Moi, Tirésias, vieil homme aux mamelles fripées,
Je fus une pythie au cours de sept années,
Lisant dans les astres, j’accordais aux humains
L’illusion que leurs torts venaient d’un plan divin.

Et tous ces boucs fangeux en ont bien profité
Se livrant aux orgies en toute impunité,
Le reflet des étoiles dans les caniveaux
Consolaient leurs vices et combien d’autres maux.

Mâles et femelles sont en moi enlacés
Comme ces deux serpents que j’avais piétinés
Et si j’ai pu percer tour à tour les secrets
De leurs jouissances, rien ne m’en est resté.

Moi, Tirésias, fils de la nuit aux lèvres d’or,
Un aveugle voyant, dans l’ombre, mirador,
Je les scrutais ces ténèbres de ceux qui voient
Frappés de cécité dans leur quête du moi.

Terrible est le savoir quand il ne sert à rien
Sinon à confirmer l’immuable destin
Comme un acteur scandant la même tragédie
Impuissant à changer le cours des infamies.
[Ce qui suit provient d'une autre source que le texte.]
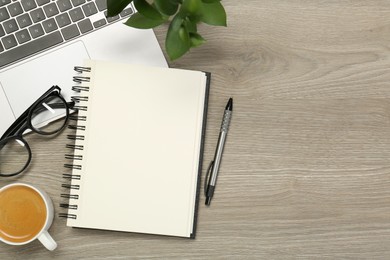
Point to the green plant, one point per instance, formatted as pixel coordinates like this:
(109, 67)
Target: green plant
(183, 15)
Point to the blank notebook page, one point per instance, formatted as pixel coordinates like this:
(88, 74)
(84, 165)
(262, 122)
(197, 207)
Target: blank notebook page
(141, 149)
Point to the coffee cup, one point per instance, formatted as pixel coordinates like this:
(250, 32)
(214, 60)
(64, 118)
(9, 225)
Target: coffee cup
(26, 214)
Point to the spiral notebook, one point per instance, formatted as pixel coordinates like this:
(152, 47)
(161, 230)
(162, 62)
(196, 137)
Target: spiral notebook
(137, 151)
De celui qui résolut l’énigme du sphinx
Qui se croyait perspicace comme le lynx
Mais dont les pieds enflés tel un mauvais présage
Attestaient qu’un boiteux ne peut devenir sage.

Il n’avait pas compris qu’en perçant la charade,
C’est son propre destin qu’il avait devant lui,
Qu’il allait accomplir avec rodomontade
Cette atroce fusion et ce meurtre agoni.

Et deviendrait l’enquêteur de ses propres crimes
Tandis que la peste amoncelait les victimes,
Il devra s’aveugler devant la vérité :
Si la sphynge était morte, un monstre en était né.

Moi Tirésias, enfant de l’ombre et la lumière
Célèbre pour mon art foudroyant tel l’éclair
J’ai révélé longtemps aux hommes leurs mystères
Mais n’ai pu épargner leur séjour aux enfers.